Closer unification of the Soviet national republics was dictated by objective economic and political considerations and conditioned by the tasks of reorganizing society along socialist lines and protecting revolutionary gains. The political, military, economic, and diplomatic alliance of Soviet republics that had developed in the first few years after the October Revolution needed to be reinforced through unification on the state level.

The Communist Party took the lead in creating the USSR. V. I. Lenin drafted a plan to create a single state in the form of a voluntary union of republics having equal rights. The basis for such a union was Soviet power. On Oct. 6, 1922, in support of Lenin’s initiative, the plenum of the Central Committee of the RCP (Bolshevik) acknowledged the necessity of “concluding an agreement between the Ukraine, Byelorussia, the federation of Transcaucasian republics, and the RSFSR concerning their unification into a single ‘Union of Socialist Soviet Republics’” (KPSS v rezoliutsiakh, 8th ed., vol. 2, 1970, p. 401).
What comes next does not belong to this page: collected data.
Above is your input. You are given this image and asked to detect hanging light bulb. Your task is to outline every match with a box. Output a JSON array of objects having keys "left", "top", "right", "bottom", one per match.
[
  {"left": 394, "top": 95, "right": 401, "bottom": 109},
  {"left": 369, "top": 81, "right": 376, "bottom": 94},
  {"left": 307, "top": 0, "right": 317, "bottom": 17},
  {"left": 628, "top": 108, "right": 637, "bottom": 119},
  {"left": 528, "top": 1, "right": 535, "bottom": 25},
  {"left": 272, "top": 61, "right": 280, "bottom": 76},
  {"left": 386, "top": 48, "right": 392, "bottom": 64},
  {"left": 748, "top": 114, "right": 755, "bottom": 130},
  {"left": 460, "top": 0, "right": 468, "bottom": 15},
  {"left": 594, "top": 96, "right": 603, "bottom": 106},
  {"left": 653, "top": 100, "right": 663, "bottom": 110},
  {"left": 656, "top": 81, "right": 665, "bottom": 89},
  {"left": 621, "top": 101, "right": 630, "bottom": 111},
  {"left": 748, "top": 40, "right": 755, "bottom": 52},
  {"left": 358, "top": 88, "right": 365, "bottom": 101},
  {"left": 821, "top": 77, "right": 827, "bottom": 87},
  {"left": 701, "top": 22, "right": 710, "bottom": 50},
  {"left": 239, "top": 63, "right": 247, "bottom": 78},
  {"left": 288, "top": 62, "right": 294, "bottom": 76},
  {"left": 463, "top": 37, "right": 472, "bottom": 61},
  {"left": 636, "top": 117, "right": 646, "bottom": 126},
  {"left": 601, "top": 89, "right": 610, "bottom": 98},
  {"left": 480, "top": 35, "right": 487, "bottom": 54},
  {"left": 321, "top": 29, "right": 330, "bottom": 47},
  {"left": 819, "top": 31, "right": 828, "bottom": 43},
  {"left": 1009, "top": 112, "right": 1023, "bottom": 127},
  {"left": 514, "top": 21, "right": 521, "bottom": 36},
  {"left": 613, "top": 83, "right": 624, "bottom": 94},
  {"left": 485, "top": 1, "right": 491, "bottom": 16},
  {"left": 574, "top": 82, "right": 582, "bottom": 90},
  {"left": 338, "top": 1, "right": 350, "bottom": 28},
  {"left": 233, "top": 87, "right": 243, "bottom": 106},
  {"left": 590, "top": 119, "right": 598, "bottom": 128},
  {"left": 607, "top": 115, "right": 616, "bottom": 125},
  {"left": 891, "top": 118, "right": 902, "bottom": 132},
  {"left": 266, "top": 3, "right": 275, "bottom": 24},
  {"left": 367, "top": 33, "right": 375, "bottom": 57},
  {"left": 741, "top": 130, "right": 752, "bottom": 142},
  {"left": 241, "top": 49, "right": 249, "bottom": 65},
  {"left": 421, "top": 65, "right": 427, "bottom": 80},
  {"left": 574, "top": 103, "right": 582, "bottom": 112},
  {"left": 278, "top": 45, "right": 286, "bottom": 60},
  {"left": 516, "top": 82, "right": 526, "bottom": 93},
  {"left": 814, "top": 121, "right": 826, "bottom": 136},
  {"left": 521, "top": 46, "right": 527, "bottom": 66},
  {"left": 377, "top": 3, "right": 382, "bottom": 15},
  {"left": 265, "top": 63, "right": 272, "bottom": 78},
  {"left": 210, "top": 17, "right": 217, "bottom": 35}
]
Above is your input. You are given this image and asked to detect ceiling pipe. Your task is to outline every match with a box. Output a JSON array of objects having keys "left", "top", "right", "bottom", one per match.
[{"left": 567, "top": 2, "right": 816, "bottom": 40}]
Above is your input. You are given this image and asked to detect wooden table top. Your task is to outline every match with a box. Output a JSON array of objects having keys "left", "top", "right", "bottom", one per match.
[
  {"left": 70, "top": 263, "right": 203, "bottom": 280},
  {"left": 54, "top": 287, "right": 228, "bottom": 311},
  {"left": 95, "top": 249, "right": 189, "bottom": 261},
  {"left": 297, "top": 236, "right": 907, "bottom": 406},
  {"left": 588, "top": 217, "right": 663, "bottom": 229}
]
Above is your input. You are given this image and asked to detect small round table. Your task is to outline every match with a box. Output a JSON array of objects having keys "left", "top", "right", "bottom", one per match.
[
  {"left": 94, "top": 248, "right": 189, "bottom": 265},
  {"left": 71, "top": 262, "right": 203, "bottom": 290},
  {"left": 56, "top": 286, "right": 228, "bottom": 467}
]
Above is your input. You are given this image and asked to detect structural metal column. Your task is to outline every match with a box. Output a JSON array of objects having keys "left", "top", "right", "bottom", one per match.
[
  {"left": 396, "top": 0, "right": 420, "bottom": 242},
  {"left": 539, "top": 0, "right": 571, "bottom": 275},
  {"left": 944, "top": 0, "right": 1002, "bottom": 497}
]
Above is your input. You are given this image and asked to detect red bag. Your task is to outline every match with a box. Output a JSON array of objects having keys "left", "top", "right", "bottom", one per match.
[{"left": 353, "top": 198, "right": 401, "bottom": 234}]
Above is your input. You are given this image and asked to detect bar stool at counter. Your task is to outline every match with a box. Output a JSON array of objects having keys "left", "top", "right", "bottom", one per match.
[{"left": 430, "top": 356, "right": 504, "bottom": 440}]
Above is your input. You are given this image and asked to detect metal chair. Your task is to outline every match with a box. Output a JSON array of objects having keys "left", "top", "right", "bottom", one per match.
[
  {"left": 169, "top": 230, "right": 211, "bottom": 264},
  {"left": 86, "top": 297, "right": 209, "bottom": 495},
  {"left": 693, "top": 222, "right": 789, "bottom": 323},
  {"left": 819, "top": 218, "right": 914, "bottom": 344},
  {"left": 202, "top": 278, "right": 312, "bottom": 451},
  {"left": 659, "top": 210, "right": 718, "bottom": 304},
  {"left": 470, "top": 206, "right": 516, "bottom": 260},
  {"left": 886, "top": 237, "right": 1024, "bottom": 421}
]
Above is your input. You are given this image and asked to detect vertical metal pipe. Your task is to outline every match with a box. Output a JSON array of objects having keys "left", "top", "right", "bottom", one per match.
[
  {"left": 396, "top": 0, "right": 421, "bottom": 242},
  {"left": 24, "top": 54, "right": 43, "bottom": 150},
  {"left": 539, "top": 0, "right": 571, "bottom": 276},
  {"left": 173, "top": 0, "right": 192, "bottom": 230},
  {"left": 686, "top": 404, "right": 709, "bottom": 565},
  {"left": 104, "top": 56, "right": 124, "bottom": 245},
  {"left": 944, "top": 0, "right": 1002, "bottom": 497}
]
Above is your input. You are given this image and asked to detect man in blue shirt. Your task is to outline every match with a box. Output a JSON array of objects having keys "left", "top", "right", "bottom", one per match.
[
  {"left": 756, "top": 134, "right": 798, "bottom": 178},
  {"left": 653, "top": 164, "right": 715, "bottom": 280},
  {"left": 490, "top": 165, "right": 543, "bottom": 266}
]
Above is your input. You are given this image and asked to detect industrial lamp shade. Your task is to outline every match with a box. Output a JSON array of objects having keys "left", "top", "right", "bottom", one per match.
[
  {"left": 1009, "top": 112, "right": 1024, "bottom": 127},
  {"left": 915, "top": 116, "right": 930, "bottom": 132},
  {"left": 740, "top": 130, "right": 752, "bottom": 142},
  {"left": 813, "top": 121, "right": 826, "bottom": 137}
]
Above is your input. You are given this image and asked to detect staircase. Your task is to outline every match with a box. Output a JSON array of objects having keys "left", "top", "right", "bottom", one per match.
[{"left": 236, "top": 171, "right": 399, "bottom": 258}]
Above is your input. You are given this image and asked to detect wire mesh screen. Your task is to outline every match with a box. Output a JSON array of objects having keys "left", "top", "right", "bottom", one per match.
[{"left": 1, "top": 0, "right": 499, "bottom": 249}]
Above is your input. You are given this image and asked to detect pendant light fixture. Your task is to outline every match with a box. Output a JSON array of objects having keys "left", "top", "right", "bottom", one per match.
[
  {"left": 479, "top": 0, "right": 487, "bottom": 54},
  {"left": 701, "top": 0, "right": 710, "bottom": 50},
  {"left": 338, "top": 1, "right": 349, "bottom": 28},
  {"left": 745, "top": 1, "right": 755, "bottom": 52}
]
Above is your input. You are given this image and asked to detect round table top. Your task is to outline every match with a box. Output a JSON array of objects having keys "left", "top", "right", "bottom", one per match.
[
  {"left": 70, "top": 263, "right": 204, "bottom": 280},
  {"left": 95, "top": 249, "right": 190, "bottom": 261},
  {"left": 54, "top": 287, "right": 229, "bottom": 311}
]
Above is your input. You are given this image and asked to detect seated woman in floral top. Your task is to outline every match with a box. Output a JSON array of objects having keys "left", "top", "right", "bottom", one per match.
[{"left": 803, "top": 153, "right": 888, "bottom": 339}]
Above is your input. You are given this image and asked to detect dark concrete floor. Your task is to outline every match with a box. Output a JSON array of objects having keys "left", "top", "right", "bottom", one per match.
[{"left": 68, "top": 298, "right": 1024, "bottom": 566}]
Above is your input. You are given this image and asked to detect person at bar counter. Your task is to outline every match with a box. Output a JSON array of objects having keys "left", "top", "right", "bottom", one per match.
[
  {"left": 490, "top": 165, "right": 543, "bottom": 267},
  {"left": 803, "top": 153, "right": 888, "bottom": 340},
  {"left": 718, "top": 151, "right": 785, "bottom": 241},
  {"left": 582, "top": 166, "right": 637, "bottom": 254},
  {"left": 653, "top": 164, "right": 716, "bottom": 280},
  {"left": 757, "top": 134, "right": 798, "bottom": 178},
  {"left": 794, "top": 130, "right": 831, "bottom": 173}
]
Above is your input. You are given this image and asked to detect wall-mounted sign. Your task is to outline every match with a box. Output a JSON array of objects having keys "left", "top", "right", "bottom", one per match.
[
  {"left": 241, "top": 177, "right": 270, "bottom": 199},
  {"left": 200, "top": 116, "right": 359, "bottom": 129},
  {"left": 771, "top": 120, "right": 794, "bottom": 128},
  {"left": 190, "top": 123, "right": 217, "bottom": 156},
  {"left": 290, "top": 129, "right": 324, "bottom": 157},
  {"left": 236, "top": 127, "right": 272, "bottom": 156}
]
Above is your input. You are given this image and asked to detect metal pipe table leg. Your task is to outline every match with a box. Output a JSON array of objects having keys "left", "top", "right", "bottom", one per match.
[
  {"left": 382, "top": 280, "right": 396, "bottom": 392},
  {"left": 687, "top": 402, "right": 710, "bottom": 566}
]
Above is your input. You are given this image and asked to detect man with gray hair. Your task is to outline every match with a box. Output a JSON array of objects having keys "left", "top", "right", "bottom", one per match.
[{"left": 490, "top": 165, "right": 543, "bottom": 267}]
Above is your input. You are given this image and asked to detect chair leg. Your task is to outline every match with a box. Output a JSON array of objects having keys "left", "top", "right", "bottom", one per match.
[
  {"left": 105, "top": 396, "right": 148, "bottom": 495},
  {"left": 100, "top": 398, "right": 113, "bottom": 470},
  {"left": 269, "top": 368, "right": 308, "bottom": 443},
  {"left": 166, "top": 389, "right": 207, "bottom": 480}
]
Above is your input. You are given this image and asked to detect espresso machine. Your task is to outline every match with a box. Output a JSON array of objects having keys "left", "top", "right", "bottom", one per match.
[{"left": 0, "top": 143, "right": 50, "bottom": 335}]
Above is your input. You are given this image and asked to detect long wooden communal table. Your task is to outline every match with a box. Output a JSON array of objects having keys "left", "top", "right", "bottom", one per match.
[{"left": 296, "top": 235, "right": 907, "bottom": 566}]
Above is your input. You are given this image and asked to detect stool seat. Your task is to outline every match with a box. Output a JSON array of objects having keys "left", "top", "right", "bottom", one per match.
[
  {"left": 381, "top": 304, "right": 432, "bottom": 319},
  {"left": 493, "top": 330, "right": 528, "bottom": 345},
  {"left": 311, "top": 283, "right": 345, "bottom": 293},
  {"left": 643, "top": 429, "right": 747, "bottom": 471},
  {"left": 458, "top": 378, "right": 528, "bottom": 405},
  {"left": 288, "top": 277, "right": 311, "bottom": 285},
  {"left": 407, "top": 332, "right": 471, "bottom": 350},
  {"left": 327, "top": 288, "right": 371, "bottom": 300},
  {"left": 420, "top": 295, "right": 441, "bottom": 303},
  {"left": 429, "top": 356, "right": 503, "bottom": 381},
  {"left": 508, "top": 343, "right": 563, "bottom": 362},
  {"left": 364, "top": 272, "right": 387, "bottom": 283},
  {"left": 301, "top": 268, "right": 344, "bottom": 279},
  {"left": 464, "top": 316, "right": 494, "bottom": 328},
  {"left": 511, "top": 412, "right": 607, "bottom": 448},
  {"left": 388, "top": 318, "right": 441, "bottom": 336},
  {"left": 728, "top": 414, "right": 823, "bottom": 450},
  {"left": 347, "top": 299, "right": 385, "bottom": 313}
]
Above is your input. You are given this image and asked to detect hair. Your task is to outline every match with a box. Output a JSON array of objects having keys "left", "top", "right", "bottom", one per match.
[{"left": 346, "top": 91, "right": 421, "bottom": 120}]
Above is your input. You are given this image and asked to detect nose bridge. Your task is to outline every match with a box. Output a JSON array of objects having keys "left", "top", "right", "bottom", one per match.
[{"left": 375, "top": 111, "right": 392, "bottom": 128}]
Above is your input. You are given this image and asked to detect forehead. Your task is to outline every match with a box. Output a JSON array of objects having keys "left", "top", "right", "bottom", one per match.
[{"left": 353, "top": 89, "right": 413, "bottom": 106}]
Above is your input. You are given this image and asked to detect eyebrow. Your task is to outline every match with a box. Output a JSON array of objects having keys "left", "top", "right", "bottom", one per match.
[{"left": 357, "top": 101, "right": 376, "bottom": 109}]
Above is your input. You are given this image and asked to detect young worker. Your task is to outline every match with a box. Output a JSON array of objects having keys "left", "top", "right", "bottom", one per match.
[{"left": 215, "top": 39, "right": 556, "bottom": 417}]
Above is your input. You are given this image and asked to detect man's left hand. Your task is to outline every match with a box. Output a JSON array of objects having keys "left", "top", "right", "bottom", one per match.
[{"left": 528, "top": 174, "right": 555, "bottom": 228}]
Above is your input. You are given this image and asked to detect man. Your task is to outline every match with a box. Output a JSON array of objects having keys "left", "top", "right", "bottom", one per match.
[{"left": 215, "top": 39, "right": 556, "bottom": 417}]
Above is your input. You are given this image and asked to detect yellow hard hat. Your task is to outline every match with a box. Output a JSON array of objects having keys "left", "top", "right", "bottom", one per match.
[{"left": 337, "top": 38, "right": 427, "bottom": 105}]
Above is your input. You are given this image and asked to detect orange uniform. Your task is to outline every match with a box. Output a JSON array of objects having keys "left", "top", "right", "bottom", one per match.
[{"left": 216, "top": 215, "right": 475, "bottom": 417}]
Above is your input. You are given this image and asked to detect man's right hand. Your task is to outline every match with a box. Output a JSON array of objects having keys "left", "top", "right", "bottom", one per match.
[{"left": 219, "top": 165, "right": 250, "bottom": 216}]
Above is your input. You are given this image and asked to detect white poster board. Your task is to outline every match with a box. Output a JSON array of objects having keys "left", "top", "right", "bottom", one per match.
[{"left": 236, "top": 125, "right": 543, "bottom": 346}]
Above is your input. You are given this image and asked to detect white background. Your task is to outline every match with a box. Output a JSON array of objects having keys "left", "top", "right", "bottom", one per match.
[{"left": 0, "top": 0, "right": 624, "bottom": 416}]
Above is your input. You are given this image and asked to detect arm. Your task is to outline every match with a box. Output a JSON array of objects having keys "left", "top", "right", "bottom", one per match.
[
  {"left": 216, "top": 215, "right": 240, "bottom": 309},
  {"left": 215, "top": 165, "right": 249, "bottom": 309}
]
A commission with representatives from the republics was established to lay the constitutional foundations for the USSR. The Central Committee plenums of the Communist parties of the Ukraine, Byelorussia, Azerbaijan, Georgia, and Armenia, held between October and December 1922, approved Lenin’s idea of unifying the Soviet republics into a single state. The Seventh All-Ukrainian, Fourth All-Byelorussian, First Transcaucasian, and Tenth All-Russian Congresses of Soviets, held in December of that year, supported unification of the Soviet republics and elected authorized delegations to the First All-Union Congress of Soviets. On December 29 a conference of the authorized delegations discussed the agenda for the congress and approved a draft declaration and draft treaty on the establishment of the USSR.

The delegates elected Lenin honorary chairman and sent him greetings; Lenin, the leader of the Communist Party, was unable to attend the congress because of illness. M. I. Kalinin was elected chairman. The congress unanimously approved the essence of the declaration and treaty on the establishment of the USSR, and Moscow was declared the capital of the Soviet Union. The newly elected Central Executive Committee of the USSR consisted of 371 members and 138 candidate members from all the constituent republics. It was instructed to draw up the final texts of the declaration and treaty of union and to submit them to the Second Congress of Soviets of the USSR for ratification.

On Dec. 30, 1922, the first session of the Central Executive Committee of the USSR elected a presidium consisting of 19 full members and 13 candidate members. Kalinin was elected chairman of the Central Executive Committee for the RSFSR; G. I. Petrovskii, chairman for the Ukrainian SSR; N. N. Narimanov, chairman for the Transcaucasian SFSR; and A. G. Cherviakov, chairman for the Byelorussian SSR. A. S. Enukidze was elected secretary of the Central Executive Committee.

REFERENCES

Lenin, V. I. “K voprosu o natsional’nostiakh ili ob ‘avtonomizatsii.’” Poln. sobr. soch., 5th ed., vol. 45.
Is”ezd Sovetov SSSR: Stenografich. otchet. Moscow, 1922.
S”ezdy Sovetov Soiuza SSR, soiuznykh i avtonomnykh Sovetskikh Sotsialisticheskikh Respublik: Sb. dokumentov, vol. 3. Moscow, 1960.
Istoriia KPSS, vol. 4, book 1. Moscow, 1970. Pages 196–210.
Iakubovskaia, S. I. Razvitie SSSR kak soiuznogo gosudarstva: 1922–1936 gg. Moscow, 1972.
50 let obrazovaniia Soiuza Sovetskikh Sotsialisticheskikh Respublik: Sovmestnoe torzhestvennoe zasedanie TsK KPSS, Verkhovnogo Soveta SSSR, Verkhovnogo Soveta RSFSR, 21–22 dekabria 1972: Stenografich. otchet. Moscow, 1973.